Bump AutoGluon to 1.5 and route per-version to RealTabPFNv2/v25 classes (#274)

adrian-prior · web-flow · commit 89c6a343bf40 · 2026-04-30T17:54:44.000+02:00
AutoGluon 1.5 ships dedicated `RealTabPFNv2Model` and `RealTabPFNv25Model` classes with per-version `max_rows` / `max_features` / `max_classes` baked in. Previously AutoTabPFN always used the single `TabPFNV2Model` class (v2-era 10k / 500 / 10 limits) and worked around that with a `ag_args_fit = {max_rows: None, ...}` neutralization (PR #272), delegating gating to TabPFN's own inference_config. We can now select the right AG class per `model_version` and drop the neutralization entirely.
diff --git a/.github/workflows/pull_request.yml b/.github/workflows/pull_request.yml
@@ -34,14 +34,13 @@ jobs:
       matrix:
         include:
           - os: ubuntu-latest
-            python-version: "3.9"
+            python-version: "3.10"
             dependency-set: minimum
-          - os: macos-15-intel # We need x86 as ARM is  python>= 3.11 only.

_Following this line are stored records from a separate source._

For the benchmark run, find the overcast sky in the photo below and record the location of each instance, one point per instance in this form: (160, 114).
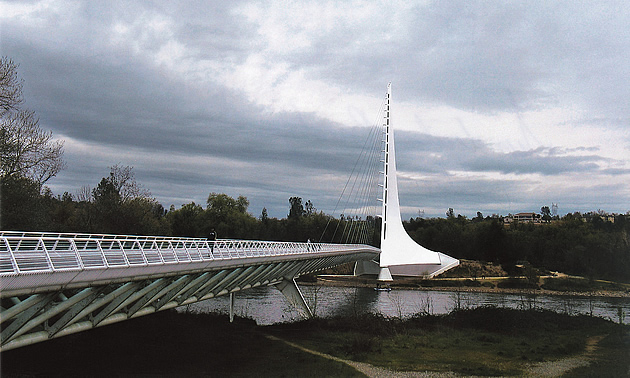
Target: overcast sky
(498, 106)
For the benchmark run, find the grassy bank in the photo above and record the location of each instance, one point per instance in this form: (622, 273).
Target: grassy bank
(483, 341)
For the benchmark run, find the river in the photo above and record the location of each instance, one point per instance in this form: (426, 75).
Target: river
(266, 305)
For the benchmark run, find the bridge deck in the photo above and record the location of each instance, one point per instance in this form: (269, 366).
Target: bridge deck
(40, 262)
(57, 284)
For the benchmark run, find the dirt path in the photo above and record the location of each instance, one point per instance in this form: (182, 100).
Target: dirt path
(542, 369)
(367, 369)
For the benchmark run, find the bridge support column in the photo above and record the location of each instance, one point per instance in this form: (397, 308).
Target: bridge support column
(288, 287)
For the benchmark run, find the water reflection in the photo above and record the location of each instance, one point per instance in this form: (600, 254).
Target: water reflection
(266, 305)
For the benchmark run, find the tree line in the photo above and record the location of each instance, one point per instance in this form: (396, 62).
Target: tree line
(120, 205)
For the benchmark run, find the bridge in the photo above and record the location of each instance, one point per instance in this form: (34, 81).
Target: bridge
(55, 284)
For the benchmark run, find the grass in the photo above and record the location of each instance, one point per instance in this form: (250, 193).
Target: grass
(168, 344)
(483, 341)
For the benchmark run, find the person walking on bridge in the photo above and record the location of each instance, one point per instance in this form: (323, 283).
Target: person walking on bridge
(212, 237)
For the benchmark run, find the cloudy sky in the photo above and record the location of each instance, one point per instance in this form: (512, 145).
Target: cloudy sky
(499, 107)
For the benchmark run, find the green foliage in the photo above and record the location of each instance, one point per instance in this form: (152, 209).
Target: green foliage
(595, 249)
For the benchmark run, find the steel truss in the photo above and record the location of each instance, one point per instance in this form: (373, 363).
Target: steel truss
(53, 285)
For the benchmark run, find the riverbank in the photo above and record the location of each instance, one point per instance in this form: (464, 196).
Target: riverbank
(486, 285)
(477, 342)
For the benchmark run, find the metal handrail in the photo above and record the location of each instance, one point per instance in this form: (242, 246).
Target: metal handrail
(45, 252)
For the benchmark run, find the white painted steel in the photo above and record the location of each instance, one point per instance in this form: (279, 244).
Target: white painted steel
(27, 259)
(401, 255)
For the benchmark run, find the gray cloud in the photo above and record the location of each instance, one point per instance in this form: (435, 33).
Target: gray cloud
(187, 134)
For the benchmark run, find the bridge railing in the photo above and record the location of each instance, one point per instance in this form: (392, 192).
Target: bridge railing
(30, 252)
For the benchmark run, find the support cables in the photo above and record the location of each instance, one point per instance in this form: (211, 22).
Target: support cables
(358, 203)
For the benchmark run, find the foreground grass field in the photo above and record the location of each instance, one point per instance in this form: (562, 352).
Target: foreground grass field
(483, 341)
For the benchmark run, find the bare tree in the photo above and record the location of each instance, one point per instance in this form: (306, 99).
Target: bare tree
(28, 151)
(10, 86)
(84, 194)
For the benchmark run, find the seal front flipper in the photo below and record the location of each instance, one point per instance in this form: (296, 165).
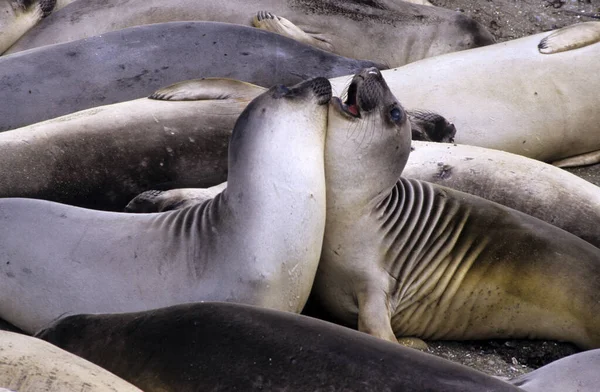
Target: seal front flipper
(571, 37)
(276, 24)
(208, 89)
(589, 158)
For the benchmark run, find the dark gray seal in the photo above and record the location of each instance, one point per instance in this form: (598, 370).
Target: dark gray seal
(232, 347)
(235, 247)
(122, 65)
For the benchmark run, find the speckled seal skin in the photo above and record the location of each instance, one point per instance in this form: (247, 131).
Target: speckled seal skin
(233, 248)
(403, 32)
(404, 258)
(191, 347)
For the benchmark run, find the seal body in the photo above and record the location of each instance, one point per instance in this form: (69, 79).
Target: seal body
(31, 365)
(92, 261)
(527, 185)
(189, 348)
(511, 97)
(133, 63)
(102, 157)
(404, 32)
(577, 372)
(404, 258)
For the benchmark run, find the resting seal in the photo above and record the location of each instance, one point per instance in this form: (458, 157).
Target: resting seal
(133, 63)
(575, 373)
(102, 157)
(404, 32)
(228, 347)
(86, 261)
(31, 365)
(405, 258)
(527, 185)
(512, 97)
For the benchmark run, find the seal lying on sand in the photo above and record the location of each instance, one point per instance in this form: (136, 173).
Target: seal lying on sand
(405, 258)
(527, 185)
(404, 32)
(226, 347)
(31, 365)
(133, 63)
(59, 259)
(18, 16)
(511, 97)
(102, 157)
(576, 373)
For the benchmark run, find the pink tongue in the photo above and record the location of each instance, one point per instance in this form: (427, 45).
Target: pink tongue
(353, 109)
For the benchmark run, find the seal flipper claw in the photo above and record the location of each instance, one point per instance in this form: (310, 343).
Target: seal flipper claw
(265, 20)
(570, 37)
(374, 316)
(589, 158)
(208, 89)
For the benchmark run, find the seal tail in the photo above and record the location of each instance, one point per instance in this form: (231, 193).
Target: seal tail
(570, 37)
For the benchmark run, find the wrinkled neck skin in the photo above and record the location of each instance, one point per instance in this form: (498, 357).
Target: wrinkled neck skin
(363, 160)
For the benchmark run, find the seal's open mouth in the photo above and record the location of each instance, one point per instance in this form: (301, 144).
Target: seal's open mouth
(350, 106)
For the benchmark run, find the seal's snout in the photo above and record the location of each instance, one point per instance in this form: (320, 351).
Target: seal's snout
(322, 90)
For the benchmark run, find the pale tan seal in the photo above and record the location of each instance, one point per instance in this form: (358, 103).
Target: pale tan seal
(235, 247)
(405, 258)
(29, 364)
(510, 96)
(404, 32)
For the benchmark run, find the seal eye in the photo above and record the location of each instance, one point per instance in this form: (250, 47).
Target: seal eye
(396, 114)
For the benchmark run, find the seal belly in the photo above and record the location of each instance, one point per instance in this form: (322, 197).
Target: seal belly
(485, 271)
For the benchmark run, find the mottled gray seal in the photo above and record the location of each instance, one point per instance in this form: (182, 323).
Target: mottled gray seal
(405, 258)
(575, 373)
(227, 347)
(18, 16)
(31, 365)
(404, 32)
(527, 185)
(511, 97)
(234, 247)
(102, 157)
(133, 63)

-            # https://github.com/actions/setup-python/issues/855
-            python-version: "3.9"
+          - os: macos-latest
+            python-version: "3.10"
             dependency-set: minimum
           - os: windows-latest
-            python-version: "3.9"
+            python-version: "3.10"
             dependency-set: minimum
           - os: ubuntu-latest
             python-version: "3.13"
@@ -64,7 +63,6 @@ jobs:
         uses: actions/setup-python@a309ff8b426b58ec0e2a45f0f869d46889d02405 # v6.2.0
         with:
           python-version: ${{ matrix.python-version }}
-          architecture: x64
 
       - name: Install uv
         uses: astral-sh/setup-uv@08807647e7069bb48b6ef5acd8ec9567f424441b # v8.1.0
diff --git a/pyproject.toml b/pyproject.toml
@@ -10,11 +10,11 @@ dependencies = [
     "pandas>=1.4.0",
     "scikit-learn>=1.6.0",
     "scipy>=1.11.1",
-    "tabpfn>=6.0.5",
-    "tabpfn-common-utils[telemetry-interactive]>=0.2.0",
+    "tabpfn>=6.3.2",
+    "tabpfn-common-utils[telemetry-interactive]>=0.2.13",
 ]
 
-requires-python = ">=3.9"
+requires-python = ">=3.10"
 authors = [
     { name = "Noah Hollmann", email = "noah.hollmann@charite.de" },
     { name = "Leo Grinsztajn" },
@@ -43,7 +43,6 @@ classifiers = [
     'Operating System :: Unix',
     'Operating System :: MacOS',
     'Programming Language :: Python :: 3',
-    'Programming Language :: Python :: 3.9',
     'Programming Language :: Python :: 3.10',
     'Programming Language :: Python :: 3.11',
     'Programming Language :: Python :: 3.12',
@@ -64,7 +63,7 @@ interpretability = [
 post_hoc_ensembles = [
     "llvmlite",
     "hyperopt>=0.2.7",
-    "autogluon.tabular==1.4.0"
+    "autogluon.tabular>=1.5.0,<1.6"
 ]
 hpo = [
     "hyperopt>=0.2.7",
@@ -89,7 +88,7 @@ all = [
     "hyperopt>=0.2.7",
     # https://discuss.python.org/t/pkg-resources-removal-how-to-go-from-there/106079
     "setuptools>=67.0.0,<82",
-    "autogluon.tabular==1.4.0",
+    "autogluon.tabular>=1.5.0,<1.6",
     # scikit-survival not included; install manually if you need SurvivalTabPFN.
 ]
 
@@ -117,7 +116,7 @@ addopts = "--durations=10 -vv"
 
 # https://github.com/astral-sh/ruff
 [tool.ruff]
-target-version = "py39"
+target-version = "py310"
 line-length = 88
 output-format = "full"
 src = ["src", "tests", "examples"]
@@ -329,7 +328,7 @@ convention = "google"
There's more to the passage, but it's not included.